“Get your beauty sleep” is an understatement, and we all need sleep to survive. Studies show that teenagers and all adults should get, on average, 7-9 hours of uninterrupted sleep each night. However, the reality is drastically different. The average American adult sleeps six hours each night with hopes of stacking sleep on the weekends, a very unhealthy habit. Unfortunately, we live in a busy society where we are constantly turned “on”. As a result, we have difficulty falling asleep or staying asleep. Many of us fall asleep with our phones or to the sound of the television, two unhealthy sleep habits that can prevent us from feeling rested and energized the next day.
The reality is that we have created a society focused on poor sleep habits, long workdays, and limited vacation, so, therefore, we are exhausted continuously. Still, we cannot fall asleep because we are simultaneously too busy. As a result, we sometimes turn to sleep-aids to help us get a little more “shut-eye.”
March is dedicated to Sleep Awareness Week and World Sleep Day to educate individuals about good sleep hygiene while also shedding light on the potential dangers of pharmaceutical sleep aids.
What are sleeping pills?
Sleeping pills, which can be over the counter or prescription, fall into a category of drugs formally known as “sedative hypnotics.” These sleep medications work by slowing down the activity of the brain to induce sleep. There are two types of sleep: REM, when people dream, and non-REM, which has a light, medium, and deep portions. Sleeping pills mainly increase the amount of medium-depth non-REM sleep.
Examples of sleep aides
Many people experience better sleep while taking sleep aids, but there is also a large proportion of individuals who wake up feeling groggy, confused, anxious, and hung-over. Sleep aids can be restorative for the right person, but they can also come with addiction potential.

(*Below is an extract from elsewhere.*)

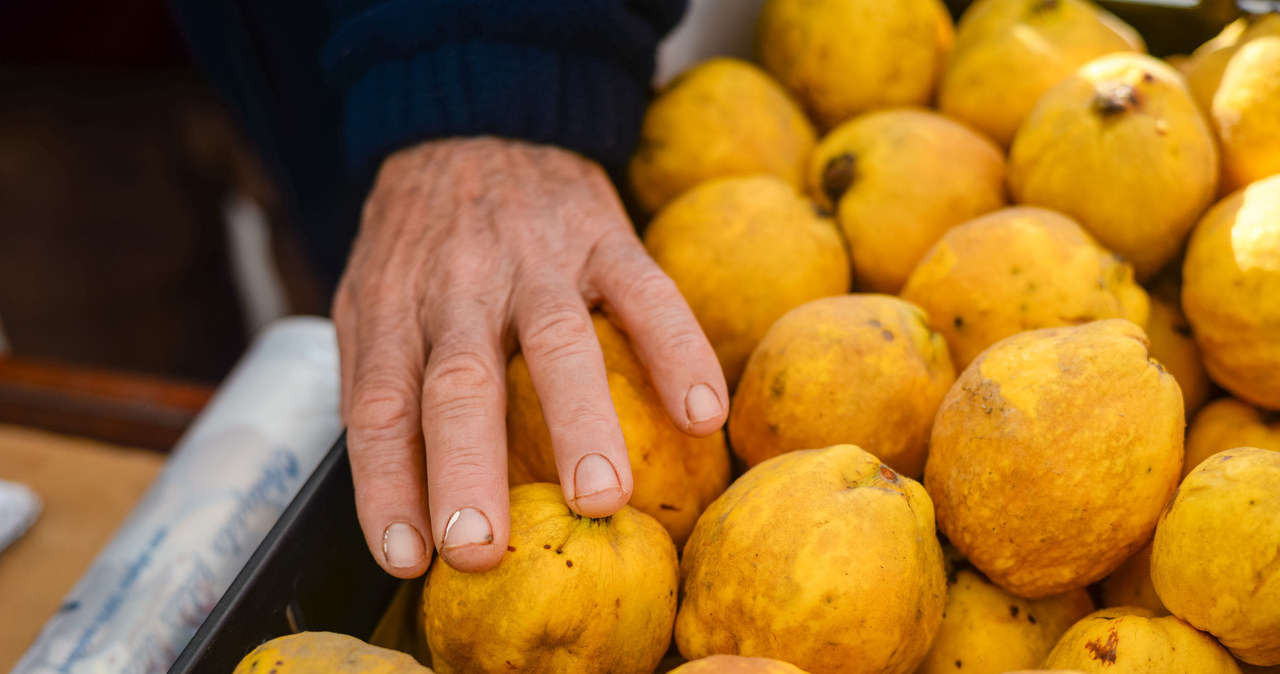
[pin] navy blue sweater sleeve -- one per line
(572, 73)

There are multiple classes of “sedative-hypnotics” which include the following:
- Benzodiazepines and barbiturates: alprazolam (Xanax), diazepam (Valium), lorazepam (Ativan), and quazepam (Doral).
- “Z-drugs”: Zolpidem (Ambien), zaleplon (Sonata), and eszopiclone (Lunesta).

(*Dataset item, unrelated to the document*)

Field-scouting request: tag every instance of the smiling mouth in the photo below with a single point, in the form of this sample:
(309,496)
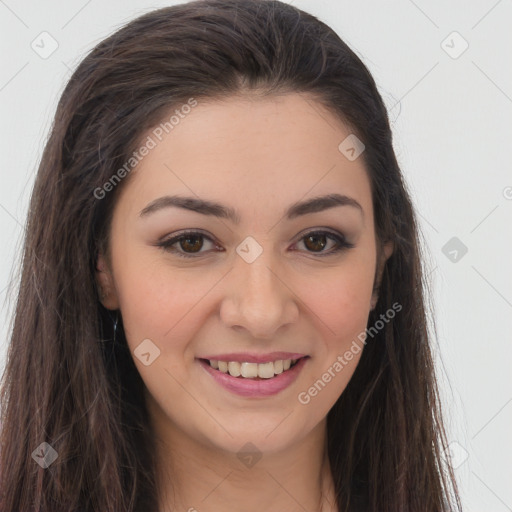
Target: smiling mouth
(253,371)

- Over the counter sleep aids: diphenhydramine (Benadryl) and acetaminophen/diphenhydramine (Tylenol PM)
The brain on sleep aides
Sleep aids should only be taken for a short time to alleviate temporary insomnia. Individuals may take them for a long flight or drive or may need them for a few days to help them get their sleep schedule back on track. When sleep medications are used longer than necessary (more than a few days), they can become very addictive. Over time, the brain and body build up a tolerance to sleep aids, and as a result, the individual will need a higher dose to produce the same effects. Individuals can become physically addicted to sleeping aids, a term is known as physical dependence. This happens when individuals stop taking sleep medications and experience rebound insomnia, a sign of sleep medication withdrawal. Rebound insomnia occurs when the body becomes addicted to sleeping aids and cannot fall asleep without them. As a result, many individuals will continue to take sleep medications, and this vicious cycle repeats itself.

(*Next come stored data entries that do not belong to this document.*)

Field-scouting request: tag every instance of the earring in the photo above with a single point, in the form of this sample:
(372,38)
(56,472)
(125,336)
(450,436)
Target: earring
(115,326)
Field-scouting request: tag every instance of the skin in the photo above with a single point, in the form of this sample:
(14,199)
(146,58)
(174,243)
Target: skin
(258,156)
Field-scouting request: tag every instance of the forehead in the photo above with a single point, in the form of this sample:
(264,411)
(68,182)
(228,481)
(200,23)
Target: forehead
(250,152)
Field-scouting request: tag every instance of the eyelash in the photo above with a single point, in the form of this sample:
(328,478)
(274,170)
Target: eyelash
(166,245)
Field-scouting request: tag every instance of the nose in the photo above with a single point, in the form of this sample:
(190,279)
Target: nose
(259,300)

Side effects of sleep medications
You may have heard of individuals who walk around the block, drive their car or shop online while sleeping and have no recollection of these actions when they awake. Sleep aids often induce parasomnias such as sleepwalking and can potentially be very dangerous. The following are additional side effects associated with sleep aid dependence:
- Dreamless sleep
- Lack of coordination
- Poor memory
Treatment for sleeping pill addiction
Individuals who have an addiction to sleeping pills may also have an underlying co-occurring disorder such as depression or anxiety, which is contributing to their insomnia. Seeking professional addiction treatment can help individuals overcome their addiction and assist individuals in treating their underlying sleep disorder and any mental health disorders that contribute to their sleep disturbance. Depending on the specific sleeping pill of abuse, medications can be administered to prevent dangerous physical withdrawals and ease cravings. Psychotherapy is also included in the treatment regimen to teach healthy coping mechanisms and relapse prevention skills.